Like diamonds, e-mails are forever. Or at least, it would seem like forever for companies required to implement e-mail archiving - for three to five years - to comply with regulatory and legal requirements.

First Associates Investments Inc., a Toronto broker and investment dealer, recently turned to Toronto's Fortiva Inc. for an e-mail archiving system to comply with a bylaw implemented by the Investment Dealers Association of Canada (IDA). The regulation requires financial services companies to store their full range of electronic communications, from e-mails to instant messages.

Similar regulations have emerged on both sides of the border as part of the fallout of the Enron collapse, forcing companies like First Associates to turn from traditional storage methods like tape back-ups to more robust, and user friendly, technologies.

Brian Erdelyi, First Associates' information security officer, said retrieving e-mails from the tape backup – which seldom happened - was a time consuming and tedious process. But with IDA now requiring periodic reviews of electronic communications by internal compliance officers, the company decided it was time for a change.

"We were actually very open-minded about what solution we were going to wind up with," said Erdelyi.

The company started with an overview of the e-mail archiving market from research company Gartner Group, then considered commercial, off-the-shelf products and managed offerings from companies like Veritas Software, KVS, EMC Legato and E-Vault.

Erdelyi said a number of companies were invited to demonstrate their products for a team that included First Associate's vice president of human resources, legal counsel, IT staff and most importantly, the compliance officers who would be the primary users.

"It was the encryption that sold me on Fortiva," said Erdelyi. "But we also put the decision primarily in the hands of the business users."

Fortiva's user interface - similar to the Outlook environment the users were familiar with - as well as the search capabilities it offered were the convincing factors, according to Erdelyi.

To fulfill the audit requirements, the Fortiva software can randomly select a sample percentage of messages for the compliance officers to review, and can also highlight specific messages based on selected keywords. Erdelyi said the browser-based interface is similar in feel to Outlook Web Access.

From an IT perspective, the migration and implementation went smoothly thanks to a previously planned upgrade to Microsoft Active Directory, said Erdelyi. The process involves a Fortiva-supplied appliance that connects to the mail server, grabs messages through Active Directory's journaling function, encrypts them, and sends the data to Fortiva's data centre for indexing and storage.

"It was fairly large, in the sense. We were fairly cautious and spent a lot of time designing the infrastructure. But once it was in place, the actual roll-out was very quick," said Erdelyi. "Not too much tuning or customization, it was pretty much out of the box."

Fortiva's CEO Paul Chen said his company's encryption system sets its offering apart.
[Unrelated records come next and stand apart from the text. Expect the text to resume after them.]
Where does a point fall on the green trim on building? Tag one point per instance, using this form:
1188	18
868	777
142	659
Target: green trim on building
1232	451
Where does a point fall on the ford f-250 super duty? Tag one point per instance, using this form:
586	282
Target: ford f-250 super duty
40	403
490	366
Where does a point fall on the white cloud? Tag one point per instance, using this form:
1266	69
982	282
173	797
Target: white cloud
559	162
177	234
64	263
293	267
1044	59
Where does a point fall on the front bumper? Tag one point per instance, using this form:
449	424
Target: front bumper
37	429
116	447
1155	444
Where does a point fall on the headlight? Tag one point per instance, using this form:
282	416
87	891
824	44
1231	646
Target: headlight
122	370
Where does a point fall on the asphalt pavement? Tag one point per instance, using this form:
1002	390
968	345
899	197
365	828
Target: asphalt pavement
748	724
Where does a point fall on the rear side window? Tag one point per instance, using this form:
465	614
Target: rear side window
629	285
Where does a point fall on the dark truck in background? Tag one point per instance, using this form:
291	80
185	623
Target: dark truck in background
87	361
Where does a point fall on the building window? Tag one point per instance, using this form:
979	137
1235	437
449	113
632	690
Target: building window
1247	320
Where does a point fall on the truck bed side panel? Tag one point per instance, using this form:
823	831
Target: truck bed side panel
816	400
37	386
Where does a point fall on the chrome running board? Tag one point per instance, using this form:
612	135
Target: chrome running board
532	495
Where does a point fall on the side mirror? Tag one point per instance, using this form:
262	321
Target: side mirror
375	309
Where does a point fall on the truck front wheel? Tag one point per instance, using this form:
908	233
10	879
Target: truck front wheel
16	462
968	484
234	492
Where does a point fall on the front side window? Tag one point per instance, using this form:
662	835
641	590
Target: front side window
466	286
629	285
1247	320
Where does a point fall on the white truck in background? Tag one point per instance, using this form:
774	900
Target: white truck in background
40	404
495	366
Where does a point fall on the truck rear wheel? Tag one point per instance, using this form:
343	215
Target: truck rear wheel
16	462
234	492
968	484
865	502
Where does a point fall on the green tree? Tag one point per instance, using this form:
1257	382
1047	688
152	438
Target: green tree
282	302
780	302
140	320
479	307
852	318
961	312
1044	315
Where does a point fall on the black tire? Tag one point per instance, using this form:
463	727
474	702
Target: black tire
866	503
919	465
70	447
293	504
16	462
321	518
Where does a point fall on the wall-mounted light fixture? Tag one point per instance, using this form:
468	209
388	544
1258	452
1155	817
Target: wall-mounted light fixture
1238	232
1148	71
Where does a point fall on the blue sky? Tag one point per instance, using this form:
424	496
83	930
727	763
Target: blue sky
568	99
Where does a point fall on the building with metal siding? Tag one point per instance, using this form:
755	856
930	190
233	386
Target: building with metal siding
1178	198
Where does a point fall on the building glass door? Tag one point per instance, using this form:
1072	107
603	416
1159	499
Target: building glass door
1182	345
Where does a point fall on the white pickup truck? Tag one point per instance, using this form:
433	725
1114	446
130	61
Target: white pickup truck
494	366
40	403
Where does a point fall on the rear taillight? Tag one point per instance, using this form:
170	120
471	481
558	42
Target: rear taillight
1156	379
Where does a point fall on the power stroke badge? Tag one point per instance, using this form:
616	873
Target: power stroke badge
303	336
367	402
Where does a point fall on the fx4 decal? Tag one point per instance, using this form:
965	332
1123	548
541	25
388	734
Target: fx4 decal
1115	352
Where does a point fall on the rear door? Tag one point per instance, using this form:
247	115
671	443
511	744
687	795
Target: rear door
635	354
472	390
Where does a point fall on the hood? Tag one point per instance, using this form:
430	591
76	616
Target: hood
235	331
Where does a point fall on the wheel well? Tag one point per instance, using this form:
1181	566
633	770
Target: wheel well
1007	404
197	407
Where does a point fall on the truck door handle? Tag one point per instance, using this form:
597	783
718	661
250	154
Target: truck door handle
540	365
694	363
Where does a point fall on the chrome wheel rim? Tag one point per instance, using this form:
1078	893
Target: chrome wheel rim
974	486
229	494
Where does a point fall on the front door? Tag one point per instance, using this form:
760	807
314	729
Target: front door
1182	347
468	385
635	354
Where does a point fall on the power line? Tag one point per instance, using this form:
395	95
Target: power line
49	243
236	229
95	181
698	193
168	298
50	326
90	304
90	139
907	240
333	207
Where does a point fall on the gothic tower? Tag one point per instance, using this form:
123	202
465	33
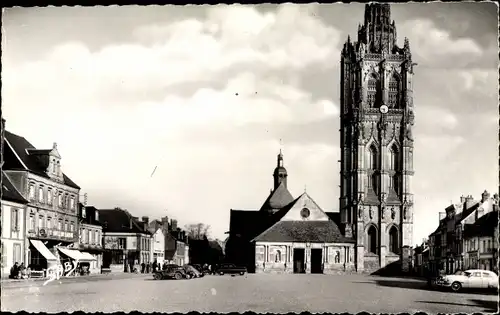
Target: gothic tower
280	174
376	199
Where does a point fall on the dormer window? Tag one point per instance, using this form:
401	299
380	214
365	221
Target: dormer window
41	197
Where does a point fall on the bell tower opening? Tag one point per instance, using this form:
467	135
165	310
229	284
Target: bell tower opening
376	124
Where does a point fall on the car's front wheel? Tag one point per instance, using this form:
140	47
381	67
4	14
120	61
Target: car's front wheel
456	286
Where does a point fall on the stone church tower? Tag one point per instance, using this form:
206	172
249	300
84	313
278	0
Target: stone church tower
377	117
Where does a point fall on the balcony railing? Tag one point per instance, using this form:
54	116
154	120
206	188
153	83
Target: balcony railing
52	234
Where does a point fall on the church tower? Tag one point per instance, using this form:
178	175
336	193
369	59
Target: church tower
280	174
377	118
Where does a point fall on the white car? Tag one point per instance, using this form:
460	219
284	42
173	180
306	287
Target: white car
470	279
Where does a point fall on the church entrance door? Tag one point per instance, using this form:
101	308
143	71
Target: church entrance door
316	259
299	260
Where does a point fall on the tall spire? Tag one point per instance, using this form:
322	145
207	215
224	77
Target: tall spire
378	32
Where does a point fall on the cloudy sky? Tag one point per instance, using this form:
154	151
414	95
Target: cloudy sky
204	93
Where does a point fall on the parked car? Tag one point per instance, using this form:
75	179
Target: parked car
192	271
469	279
171	272
230	269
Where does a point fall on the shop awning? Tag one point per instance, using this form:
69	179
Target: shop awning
88	256
75	254
42	249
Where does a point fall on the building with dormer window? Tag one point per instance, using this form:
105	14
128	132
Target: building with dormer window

Dubbed, Double Blind encryption, the encryption key resides on the appliance in the customer's server room.

"That allows us to indemnify our customers that we can never see their e-mails, even though we're storing all their data for them, and at the same time make all their data searchable for them," said Chen.
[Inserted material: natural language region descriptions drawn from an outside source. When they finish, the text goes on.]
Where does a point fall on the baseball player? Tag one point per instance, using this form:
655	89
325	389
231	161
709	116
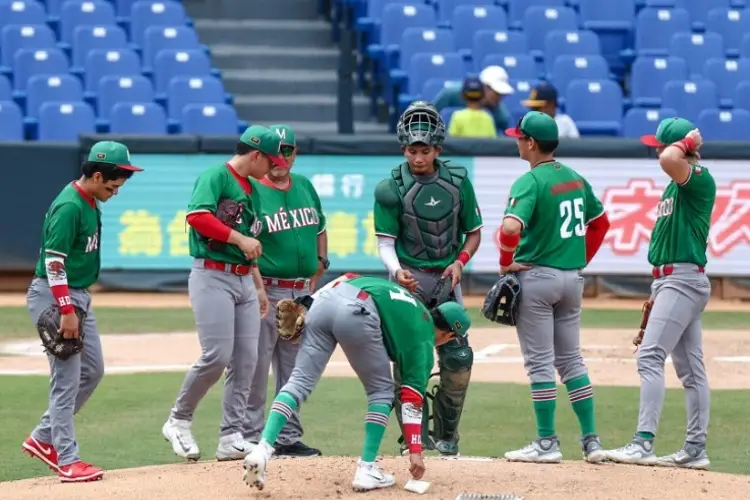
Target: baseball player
226	294
375	321
428	227
68	265
295	255
679	294
552	228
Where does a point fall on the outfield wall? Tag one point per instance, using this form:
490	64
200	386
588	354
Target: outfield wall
144	243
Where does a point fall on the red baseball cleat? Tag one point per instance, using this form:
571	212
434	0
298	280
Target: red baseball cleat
43	451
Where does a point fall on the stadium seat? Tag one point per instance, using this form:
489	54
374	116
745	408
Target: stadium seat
209	119
696	48
137	118
655	27
724	125
65	121
113	89
11	121
15	37
88	38
595	106
639	122
568	68
689	98
650	74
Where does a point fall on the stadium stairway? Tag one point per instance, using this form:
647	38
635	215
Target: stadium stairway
278	60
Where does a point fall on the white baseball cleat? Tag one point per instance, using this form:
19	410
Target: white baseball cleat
370	477
255	465
233	447
178	433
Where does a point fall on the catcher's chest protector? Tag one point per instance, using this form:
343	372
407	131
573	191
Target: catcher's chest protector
430	211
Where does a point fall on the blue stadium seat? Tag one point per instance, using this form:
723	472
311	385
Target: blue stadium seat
639	122
724	125
101	62
15	37
65	121
51	88
113	89
88	38
11	121
696	48
689	98
137	118
209	119
732	24
568	68
84	13
574	43
145	13
595	106
655	27
726	74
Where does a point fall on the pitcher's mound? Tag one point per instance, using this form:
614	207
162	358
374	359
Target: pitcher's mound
330	477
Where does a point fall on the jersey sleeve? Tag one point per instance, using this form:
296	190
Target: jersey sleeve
470	216
522	199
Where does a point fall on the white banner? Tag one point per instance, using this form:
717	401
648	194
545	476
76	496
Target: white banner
630	190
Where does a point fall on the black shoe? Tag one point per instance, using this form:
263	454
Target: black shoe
298	449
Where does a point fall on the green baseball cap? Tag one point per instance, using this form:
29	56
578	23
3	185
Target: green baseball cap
670	130
456	317
113	153
264	140
537	125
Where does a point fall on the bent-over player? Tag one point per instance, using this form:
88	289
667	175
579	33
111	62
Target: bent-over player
226	293
295	255
69	263
552	228
679	294
428	226
376	322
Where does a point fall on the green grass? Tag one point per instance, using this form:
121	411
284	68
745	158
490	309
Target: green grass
121	425
15	322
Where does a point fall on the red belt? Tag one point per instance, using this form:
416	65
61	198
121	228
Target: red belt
666	270
237	269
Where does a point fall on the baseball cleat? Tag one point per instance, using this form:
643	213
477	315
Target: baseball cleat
233	447
638	452
179	435
592	449
542	451
370	477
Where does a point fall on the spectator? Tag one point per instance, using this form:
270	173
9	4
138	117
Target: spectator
496	86
473	121
543	98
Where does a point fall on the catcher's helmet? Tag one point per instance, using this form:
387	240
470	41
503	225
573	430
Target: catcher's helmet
501	303
421	123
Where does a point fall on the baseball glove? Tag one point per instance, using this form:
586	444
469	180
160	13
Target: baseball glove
53	342
229	213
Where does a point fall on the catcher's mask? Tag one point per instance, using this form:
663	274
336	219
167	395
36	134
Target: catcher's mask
501	303
421	123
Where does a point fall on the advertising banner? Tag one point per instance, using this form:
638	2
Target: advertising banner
630	190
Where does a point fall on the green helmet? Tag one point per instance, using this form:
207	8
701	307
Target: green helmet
421	123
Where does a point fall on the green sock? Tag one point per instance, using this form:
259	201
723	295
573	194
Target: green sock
544	395
281	410
581	396
376	421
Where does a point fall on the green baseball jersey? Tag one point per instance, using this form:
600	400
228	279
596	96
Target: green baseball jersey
554	203
71	230
408	330
212	185
683	220
292	220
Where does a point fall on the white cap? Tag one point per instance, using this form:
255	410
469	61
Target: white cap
496	78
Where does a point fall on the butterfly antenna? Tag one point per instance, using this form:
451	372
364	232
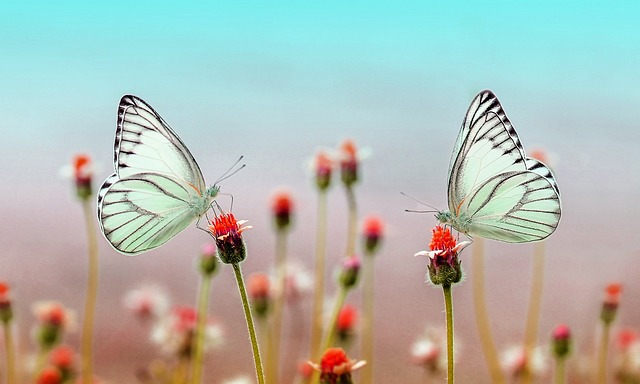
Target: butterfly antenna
434	209
231	171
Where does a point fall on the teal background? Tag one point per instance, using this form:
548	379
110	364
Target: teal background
273	81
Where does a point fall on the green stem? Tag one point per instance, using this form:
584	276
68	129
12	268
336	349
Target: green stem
560	371
602	358
448	305
273	356
353	222
10	353
92	291
250	326
535	303
203	301
366	376
331	331
318	294
482	317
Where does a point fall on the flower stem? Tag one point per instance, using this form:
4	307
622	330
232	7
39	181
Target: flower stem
602	358
448	305
535	302
331	331
10	353
366	375
203	301
92	291
273	356
353	222
250	326
318	294
482	317
560	371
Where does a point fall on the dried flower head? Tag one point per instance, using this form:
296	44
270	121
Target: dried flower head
444	266
227	233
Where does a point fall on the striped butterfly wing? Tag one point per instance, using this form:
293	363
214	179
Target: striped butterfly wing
485	171
157	189
514	207
143	211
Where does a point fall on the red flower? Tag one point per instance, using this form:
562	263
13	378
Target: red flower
49	375
336	367
372	230
282	207
227	232
444	266
347	319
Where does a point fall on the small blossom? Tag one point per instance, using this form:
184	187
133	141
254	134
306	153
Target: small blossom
259	292
611	302
282	208
175	333
349	162
298	282
6	312
429	350
208	259
148	301
54	319
516	361
561	341
346	321
444	266
335	367
350	271
227	233
372	231
323	168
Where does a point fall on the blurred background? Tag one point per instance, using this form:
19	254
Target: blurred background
275	82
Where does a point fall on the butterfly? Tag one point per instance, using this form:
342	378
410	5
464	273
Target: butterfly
157	189
495	191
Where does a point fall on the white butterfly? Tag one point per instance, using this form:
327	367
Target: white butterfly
495	191
157	189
Between its Canadian data centre, co-hosted with Q9 in Toronto, and its US data centre in Houston, Fortiva archives 20 million customer e-mails a month, and counting, said Chen.

He said while regulatory compliance is a major consideration, he sees the risk of litigation as an even bigger driver.

"A lot of companies find it's much easier to settle a lawsuit than try to find the e-mail as part of the legal discovery process," said Chen. "So, either [the companies] pay the settlement each time or decide to put a proper e-mail archiving system in so they can properly defend themselves."